Valor Econômico
Alex Ribeiro e Assis Moreira, de Washington e Genebra
Uma auditoria independente divulgada ontem mostra que, nos anos que antecederam a atual crise econômica mundial, o Fundo Monetário Internacional (FMI) tratou de forma desigual as economias avançadas e emergentes, elogiando o afrouxamento na regulação financeira nos Estados Unidos e apontanto fragilidades apenas em países como Hungria e Ucrânia. O Fundo também pressionou os emergentes a abrir mão de controles de capitais e do acúmulo de grandes reservas internacionais, dois instrumentos que ajudaram essas economias a atravessarem a crise financeira. A auditoria não cita o Brasil, mas funcionários brasileiros que lidam diretamente com o FMI tiveram a impressão de que o organismo tentou empurrar o país a comprar menos dólares.
O relatório final, com 59 páginas, foi preparado pelo Escritório de Avaliação Independente (IEO, na sigla em inglês) do próprio FMI para apontar como e por que esse organismo multilateral falhou em alertar com antecedência para desequilíbrio que levaram à atual crise mundial.
“Os técnicos do FMI se sentiam mais confortáveis para desafiar as visões de autoridades em países emergentes do que de economias avançadas”, disse ontem o diretor do IEO, Moises Schwartz. O relatório diz que é preciso criar novos incentivos para o FMI “falar a verdade para os poderosos”.
Na prática, o FMI não tem muitos poderes para exigir mudanças nas políticas dos seus membros, a não ser quando os países tomam financiamentos no organismo. Mas pode tentar persuadi-los a mudar de rumo por meio de palavras, usando os seus relatórios de monitoramento.

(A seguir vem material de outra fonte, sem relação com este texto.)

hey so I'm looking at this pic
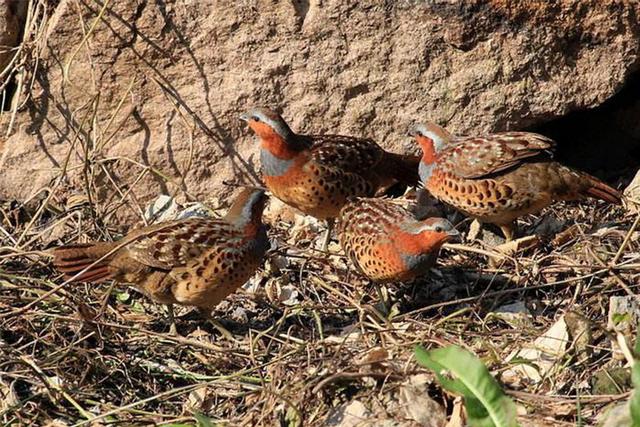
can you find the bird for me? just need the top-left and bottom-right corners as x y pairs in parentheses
(337, 197), (458, 284)
(50, 188), (270, 334)
(410, 121), (622, 240)
(240, 107), (420, 250)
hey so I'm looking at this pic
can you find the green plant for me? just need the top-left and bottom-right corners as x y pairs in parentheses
(415, 345), (518, 427)
(630, 336), (640, 426)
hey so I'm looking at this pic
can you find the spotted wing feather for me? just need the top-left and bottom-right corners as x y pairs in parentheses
(447, 132), (556, 179)
(125, 218), (238, 270)
(308, 135), (384, 174)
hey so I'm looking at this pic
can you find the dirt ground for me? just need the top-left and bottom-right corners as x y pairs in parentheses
(1, 182), (638, 425)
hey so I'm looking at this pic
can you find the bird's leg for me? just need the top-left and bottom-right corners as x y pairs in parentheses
(198, 307), (237, 342)
(372, 281), (390, 317)
(321, 218), (335, 252)
(165, 303), (178, 335)
(499, 223), (515, 242)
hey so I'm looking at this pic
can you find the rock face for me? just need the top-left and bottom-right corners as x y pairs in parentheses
(0, 0), (638, 218)
(0, 1), (21, 81)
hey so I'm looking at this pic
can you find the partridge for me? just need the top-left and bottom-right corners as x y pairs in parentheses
(337, 197), (458, 283)
(410, 122), (622, 240)
(51, 188), (270, 331)
(240, 107), (420, 249)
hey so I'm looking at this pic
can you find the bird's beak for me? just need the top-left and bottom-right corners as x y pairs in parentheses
(239, 113), (250, 122)
(407, 124), (419, 137)
(445, 228), (462, 242)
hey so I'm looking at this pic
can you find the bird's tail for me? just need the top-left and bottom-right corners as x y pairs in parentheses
(379, 152), (421, 187)
(556, 164), (622, 205)
(50, 242), (118, 282)
(579, 172), (622, 205)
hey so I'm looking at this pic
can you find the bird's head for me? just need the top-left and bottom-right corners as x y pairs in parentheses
(419, 217), (459, 243)
(408, 122), (452, 163)
(398, 216), (459, 255)
(240, 108), (294, 142)
(226, 187), (269, 231)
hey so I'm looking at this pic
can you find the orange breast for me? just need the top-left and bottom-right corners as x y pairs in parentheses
(264, 158), (369, 220)
(354, 241), (404, 282)
(426, 165), (556, 225)
(263, 159), (330, 216)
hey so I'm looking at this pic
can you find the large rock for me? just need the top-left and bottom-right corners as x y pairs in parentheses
(0, 1), (21, 81)
(0, 0), (638, 217)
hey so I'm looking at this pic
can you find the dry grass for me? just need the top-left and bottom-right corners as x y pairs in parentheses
(0, 176), (638, 425)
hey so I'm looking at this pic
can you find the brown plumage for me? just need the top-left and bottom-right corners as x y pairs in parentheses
(240, 108), (419, 249)
(411, 122), (622, 240)
(51, 188), (270, 322)
(337, 197), (458, 283)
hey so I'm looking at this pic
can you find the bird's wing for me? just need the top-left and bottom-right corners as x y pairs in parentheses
(123, 218), (240, 270)
(446, 132), (556, 179)
(307, 134), (385, 174)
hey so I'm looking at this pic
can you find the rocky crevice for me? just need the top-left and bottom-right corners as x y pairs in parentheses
(0, 0), (28, 111)
(534, 69), (640, 177)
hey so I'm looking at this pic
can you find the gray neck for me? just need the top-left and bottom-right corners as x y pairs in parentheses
(400, 251), (438, 277)
(237, 196), (260, 227)
(261, 148), (296, 177)
(427, 133), (447, 153)
(419, 161), (435, 183)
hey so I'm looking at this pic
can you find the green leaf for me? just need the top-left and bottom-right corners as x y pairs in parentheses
(415, 345), (518, 427)
(130, 301), (146, 313)
(285, 405), (302, 427)
(115, 290), (130, 303)
(634, 332), (640, 358)
(194, 412), (217, 427)
(630, 362), (640, 426)
(629, 330), (640, 426)
(612, 313), (632, 326)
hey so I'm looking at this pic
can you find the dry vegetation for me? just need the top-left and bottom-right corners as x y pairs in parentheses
(0, 170), (638, 426)
(1, 1), (640, 426)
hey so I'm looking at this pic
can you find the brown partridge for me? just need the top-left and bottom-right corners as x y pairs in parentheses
(410, 122), (622, 240)
(240, 107), (420, 249)
(51, 188), (269, 331)
(337, 197), (458, 284)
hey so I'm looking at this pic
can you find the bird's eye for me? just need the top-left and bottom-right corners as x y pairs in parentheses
(252, 115), (261, 122)
(435, 225), (443, 232)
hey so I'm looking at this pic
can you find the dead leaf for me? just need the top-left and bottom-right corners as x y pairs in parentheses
(552, 224), (582, 247)
(445, 397), (465, 427)
(322, 324), (362, 345)
(325, 400), (372, 427)
(607, 296), (640, 360)
(598, 401), (632, 427)
(488, 301), (533, 329)
(502, 315), (569, 386)
(623, 168), (640, 213)
(355, 347), (389, 366)
(494, 235), (540, 256)
(184, 385), (211, 413)
(564, 311), (593, 359)
(398, 374), (447, 427)
(467, 219), (482, 241)
(0, 379), (18, 414)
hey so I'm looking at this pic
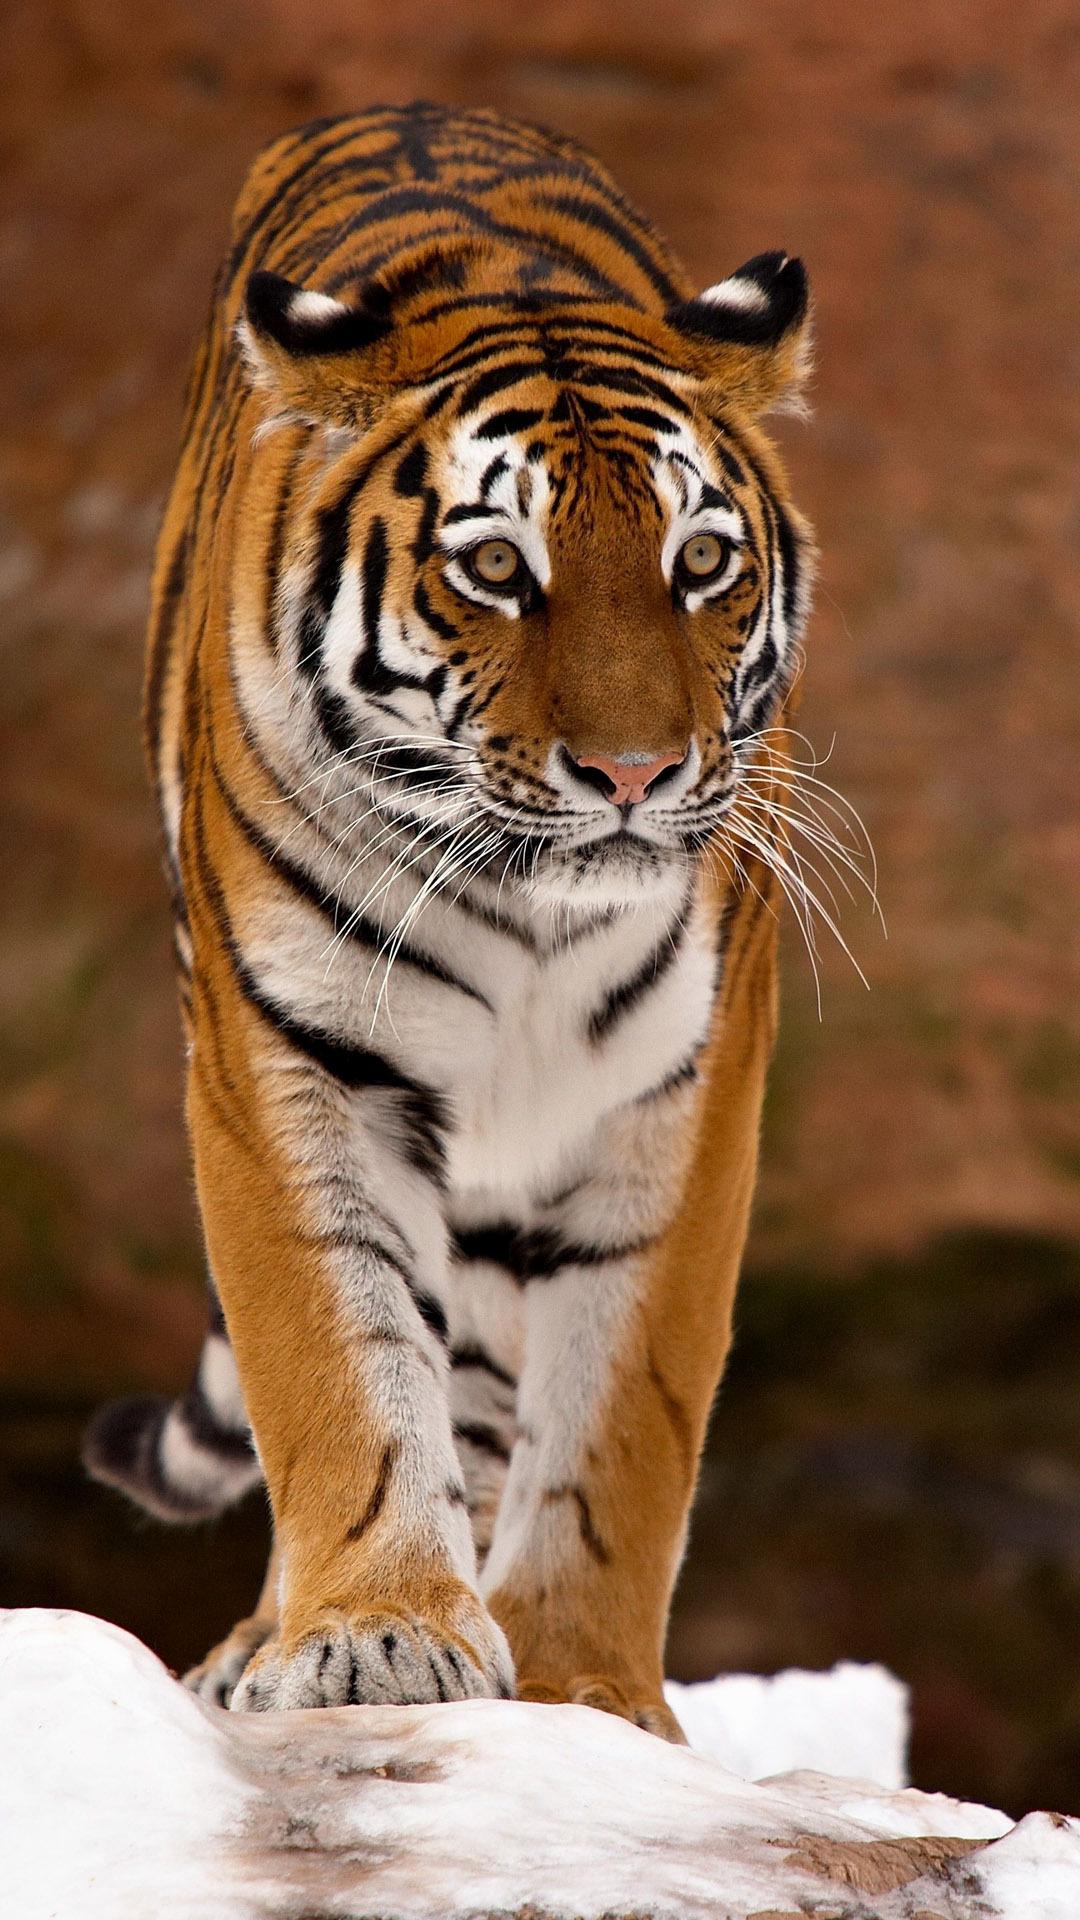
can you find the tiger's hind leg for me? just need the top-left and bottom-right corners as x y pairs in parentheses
(185, 1539), (281, 1708)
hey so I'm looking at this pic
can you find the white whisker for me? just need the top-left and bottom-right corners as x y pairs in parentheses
(728, 805), (870, 1002)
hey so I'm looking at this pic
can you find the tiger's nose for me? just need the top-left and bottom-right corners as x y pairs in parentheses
(570, 747), (687, 808)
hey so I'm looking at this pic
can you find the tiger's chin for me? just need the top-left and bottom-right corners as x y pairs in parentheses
(524, 833), (690, 915)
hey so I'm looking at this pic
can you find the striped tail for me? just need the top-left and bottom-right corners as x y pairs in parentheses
(83, 1290), (263, 1522)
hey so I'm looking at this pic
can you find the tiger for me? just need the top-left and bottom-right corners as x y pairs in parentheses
(84, 100), (814, 1738)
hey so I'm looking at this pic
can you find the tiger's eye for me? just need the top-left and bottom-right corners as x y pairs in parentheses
(679, 532), (729, 580)
(468, 539), (523, 587)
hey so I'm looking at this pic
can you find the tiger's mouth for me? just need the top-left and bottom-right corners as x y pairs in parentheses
(354, 736), (733, 911)
(491, 790), (737, 859)
(504, 780), (742, 906)
(519, 828), (687, 911)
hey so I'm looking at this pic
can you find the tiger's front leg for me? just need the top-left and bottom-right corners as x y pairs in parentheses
(482, 899), (776, 1738)
(186, 971), (513, 1714)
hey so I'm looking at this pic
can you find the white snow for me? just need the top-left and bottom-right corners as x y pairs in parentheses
(665, 1657), (909, 1787)
(2, 1608), (1077, 1919)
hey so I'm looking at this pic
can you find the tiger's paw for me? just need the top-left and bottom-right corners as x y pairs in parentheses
(184, 1612), (277, 1709)
(519, 1673), (687, 1743)
(230, 1592), (514, 1712)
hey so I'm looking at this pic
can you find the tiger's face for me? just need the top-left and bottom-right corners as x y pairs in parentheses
(242, 255), (814, 909)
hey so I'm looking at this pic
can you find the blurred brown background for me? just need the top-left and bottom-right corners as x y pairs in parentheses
(2, 0), (1078, 1817)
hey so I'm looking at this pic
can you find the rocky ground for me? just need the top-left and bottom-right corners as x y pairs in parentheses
(1, 0), (1078, 1820)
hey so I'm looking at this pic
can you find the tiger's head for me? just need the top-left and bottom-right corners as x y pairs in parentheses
(240, 253), (815, 911)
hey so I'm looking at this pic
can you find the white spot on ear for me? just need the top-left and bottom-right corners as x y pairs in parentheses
(698, 275), (771, 314)
(288, 289), (350, 326)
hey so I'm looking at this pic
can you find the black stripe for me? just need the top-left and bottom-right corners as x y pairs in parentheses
(543, 1483), (610, 1564)
(179, 1377), (255, 1461)
(394, 441), (428, 496)
(233, 958), (449, 1180)
(351, 515), (391, 694)
(636, 1050), (704, 1104)
(532, 189), (680, 303)
(455, 359), (540, 415)
(227, 119), (388, 274)
(717, 423), (779, 726)
(587, 916), (686, 1044)
(206, 1282), (228, 1337)
(450, 1343), (517, 1389)
(410, 489), (442, 573)
(614, 402), (681, 435)
(413, 577), (460, 641)
(472, 406), (545, 442)
(450, 1221), (533, 1277)
(775, 498), (802, 626)
(450, 1221), (655, 1284)
(568, 362), (694, 414)
(145, 529), (189, 768)
(412, 1289), (449, 1341)
(415, 311), (681, 381)
(345, 1441), (398, 1541)
(453, 1421), (511, 1463)
(324, 185), (632, 300)
(349, 521), (434, 700)
(297, 489), (353, 679)
(698, 479), (731, 513)
(322, 220), (491, 297)
(186, 795), (256, 1141)
(210, 750), (493, 1011)
(444, 877), (539, 952)
(442, 498), (498, 526)
(715, 442), (747, 487)
(264, 441), (306, 652)
(744, 634), (778, 694)
(297, 1224), (417, 1285)
(646, 1347), (694, 1481)
(294, 383), (458, 688)
(480, 453), (510, 497)
(313, 684), (357, 756)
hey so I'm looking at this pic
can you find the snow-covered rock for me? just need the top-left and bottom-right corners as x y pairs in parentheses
(2, 1608), (1075, 1919)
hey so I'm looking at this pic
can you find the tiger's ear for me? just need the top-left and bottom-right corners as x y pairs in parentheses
(237, 271), (396, 428)
(666, 252), (811, 418)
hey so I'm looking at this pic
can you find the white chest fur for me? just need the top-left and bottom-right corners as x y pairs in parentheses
(446, 899), (717, 1199)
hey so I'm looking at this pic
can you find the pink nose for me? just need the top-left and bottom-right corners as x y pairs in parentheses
(572, 748), (686, 808)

A auditoria independente mostra, porém, que nos anos que antecederam a crise o FMI pintou um cenário excessivamente otimista no seu Panorama Econômico Mundial, um importante documento divulgado nos encontros semestrais do organismo.
Em 2004, o Fundo afirmou que as perspectivas para a economia mundial estavam “entre as mais róseas”. Em 2007, meses antes do estouro da crise, disse que a situação era “muito favorável”. No ano seguinte, com a crise já avançada, concluiu que “os EUA evitaram um pouso forçado” de sua economia e que “o pior havia passado”.
Nos relatórios do artigo IV dos Estados Unidos e Reino Unido, em que é feita a avaliação individual de cada economia, o FMI elogiou a desregulamentação financeira e a mão suave dos supervisores. “Bancos comerciais e de investimento estão em sólida posição financeira”, diz um relatório.
O Fundo se saiu um pouco melhor com os países emergentes, afirma a auditoria independente, apontando corretamente vulnerabilidades em países como Hungria, Ucrânia e Lituânia. Mas deixou passar fragilidades no México e deu conselhos controversos a algumas economias.
A Índia chegou a ser criticada pelo FMI porque impõe controles de capitais. Outros países emergentes, diz a auditoria, tiveram a impressão de que o Fundo os empurrava a reduzir o ritmo de acumulação de reservas “excessivas”. Para alguns deles, o Fundo cedia às pressões políticas de países ricos para corrigir os desequilíbrios mundiais de uma maneira mais adequada a seus interesses nacionais.
Os técnicos do FMI contestaram a observação sobre a Índia. Mas o diretor executivo do Brasil e mais oito países no FMI, Paulo Nogueira Batista Junior, confirma que, como testemunha das discussões de missões do FMI no Brasil, em 2007 e 2008, “é correto o que o relatório diz sobre essa percepção” entre funcionários do país.
Para Nogueira Batista, o relatório mostra que ainda há um longo caminho antes de se falar em “novo FMI”, apesar de ter havido progressos em governança, instrumentos de empréstimos e condicional idades da entidade.
Frisando falar em nome pessoal, Nogueira Batista afirma que a análise cega do Fundo pode ter sido reforçada pela falta de diversidade na orientação econômica de seu corpo técnico. O argumento é de que uniformidade nas instituições é necessária para assegurar um mínimo de coerência. “No entanto, temos uma receita para desastre quando certos vieses cognitivos se tornam quase unanimemente um artigo de fé”, diz.
Outro ponto que o representante do Brasil quer esclarecer é sobre pressões no FMI. O relatório diz que no caso dos EUA a direção e os serviços do FMI indicaram não receber pressões diretas para modificar mensagens resultantes de suas missões. Mas que, em outros países desenvolvidos, aconteceu de autoridades adotarem “métodos insistentes, para atenuar críticas”. Nogueira Batista cobra, em nome da transparência, os nomes desses países, sem porém aguardar muito.